Thank you. I already messed that up so Freddy showed me another way. I just went to my email, clicked on compose, clicked on attachment and choose my documents and then the file I wanted to send, which was chapter 1, added a message and press send. Is SAID it was sent, so I PM'd Marzi to check her email to see if I was successful. Can you come and live with me after Freddy gets sick of my limited abilities?? lol


----------



## Nanci (Mar 1, 2012)

MARZI . . . . check your email . . . maybe I got lucky and did it right.
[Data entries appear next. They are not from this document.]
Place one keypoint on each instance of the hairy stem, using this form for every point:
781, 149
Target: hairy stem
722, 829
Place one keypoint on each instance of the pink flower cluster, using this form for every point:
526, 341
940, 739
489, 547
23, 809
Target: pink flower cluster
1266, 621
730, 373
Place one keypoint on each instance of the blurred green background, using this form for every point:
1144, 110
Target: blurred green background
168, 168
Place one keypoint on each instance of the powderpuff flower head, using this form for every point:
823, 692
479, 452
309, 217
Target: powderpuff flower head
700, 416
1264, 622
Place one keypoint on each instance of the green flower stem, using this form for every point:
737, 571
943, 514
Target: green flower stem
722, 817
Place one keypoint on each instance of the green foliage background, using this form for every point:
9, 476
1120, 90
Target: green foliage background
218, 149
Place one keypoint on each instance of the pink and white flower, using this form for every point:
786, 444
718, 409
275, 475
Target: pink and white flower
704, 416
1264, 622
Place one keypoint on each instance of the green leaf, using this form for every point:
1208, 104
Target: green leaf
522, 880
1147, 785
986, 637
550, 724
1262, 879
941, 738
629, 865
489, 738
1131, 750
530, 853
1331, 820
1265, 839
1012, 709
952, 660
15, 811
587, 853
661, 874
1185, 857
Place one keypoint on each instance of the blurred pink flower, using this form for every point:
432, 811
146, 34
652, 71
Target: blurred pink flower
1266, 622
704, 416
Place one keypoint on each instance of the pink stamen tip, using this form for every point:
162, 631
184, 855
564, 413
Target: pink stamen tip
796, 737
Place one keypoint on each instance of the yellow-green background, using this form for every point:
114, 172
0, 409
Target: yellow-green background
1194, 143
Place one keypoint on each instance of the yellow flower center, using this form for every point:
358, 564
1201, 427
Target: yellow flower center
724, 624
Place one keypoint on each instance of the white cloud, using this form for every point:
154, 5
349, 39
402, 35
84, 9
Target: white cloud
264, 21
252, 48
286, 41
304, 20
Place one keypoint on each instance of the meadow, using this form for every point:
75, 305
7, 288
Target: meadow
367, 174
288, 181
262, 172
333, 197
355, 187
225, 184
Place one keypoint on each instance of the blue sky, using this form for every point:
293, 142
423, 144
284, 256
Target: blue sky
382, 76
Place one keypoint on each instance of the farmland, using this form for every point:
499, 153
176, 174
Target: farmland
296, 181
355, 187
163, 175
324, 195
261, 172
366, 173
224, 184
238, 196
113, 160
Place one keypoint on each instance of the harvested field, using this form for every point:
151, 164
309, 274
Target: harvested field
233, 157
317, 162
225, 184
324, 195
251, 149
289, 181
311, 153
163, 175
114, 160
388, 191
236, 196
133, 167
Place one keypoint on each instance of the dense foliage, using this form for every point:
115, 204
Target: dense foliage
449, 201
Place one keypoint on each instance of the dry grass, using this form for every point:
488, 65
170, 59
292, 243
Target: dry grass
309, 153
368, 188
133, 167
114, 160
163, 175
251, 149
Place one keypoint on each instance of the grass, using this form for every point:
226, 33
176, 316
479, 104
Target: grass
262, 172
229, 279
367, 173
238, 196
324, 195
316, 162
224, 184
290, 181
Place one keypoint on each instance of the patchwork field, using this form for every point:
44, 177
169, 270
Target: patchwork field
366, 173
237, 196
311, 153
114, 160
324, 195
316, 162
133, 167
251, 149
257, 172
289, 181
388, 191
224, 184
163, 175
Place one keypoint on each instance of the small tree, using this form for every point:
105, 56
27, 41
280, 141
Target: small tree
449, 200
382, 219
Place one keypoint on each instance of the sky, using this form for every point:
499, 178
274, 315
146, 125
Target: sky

About a 50/50 chance.


----------



## Datun Walnut (Oct 15, 2013)

Come on Marzi - I can't take this.
Keep us updated Naci - I def want a copy.


----------



## 2ndhandgal (Aug 29, 2011)

Yay well done - sounds like you are doing brilliantly 

Unfortunately my boss informs me I am not allowed to resign from my current job


----------



## Nanci (Mar 1, 2012)

2ndhandgal said:


> Yay well done - sounds like you are doing brilliantly
> 
> Unfortunately my boss informs me I am not allowed to resign from my current job


Brilliant boss!! I did email to Marzi, but probably duplicated chapters twice, I told her this is why Freddy gets so frustrated with me. I am a VISUAL person. You cannot just TELL me what to do, you have to SHOW me. Usually twice . . . or more.


----------



## Marzi (Sep 17, 2012)

I'm here - YES you are in my inbox, I have opened first Sami and will read now.
Be quiet - don't disturb me - I need to concentrate!


----------



## DB1 (Jan 20, 2012)

Brilliant Nanci, I must admit i wondered about doing a book aimed at kids aged about 8-12 as i quiet enjoyed some of the books that Oliver read at that age, (also I thought my lack of skills may not be so obvious then!) but I google info about where to start and it just baffled me too much so I gave , I would rather just write by hand (or even on comp then print) and then just post to publishers like happened in the old days!! I think there are sites where you can 'publish' your book and then people pay to download it, not much i don't think but I guess it could add up and then if you still wanted to help a rescue you could donate some money from the book to them....but i'm sure there are a lot of people with some tech know how who could help.


----------



## Marzi (Sep 17, 2012)

This is going to be good people 

Sneak preview :spy::devil::

*I had an idea in the back of my mind . . . . maybe get him a little playmate . . . maybe another puppy. The ghoul on my shoulder immediately screamed in my ear “HAVE YOU LOST YOUR FLIPPIN’ MIND?” I gave him a head slap and told him to shut up. *

:tapedshut:


----------



## Nanci (Mar 1, 2012)

Girl you are bad, bad, bad . . . . lol


----------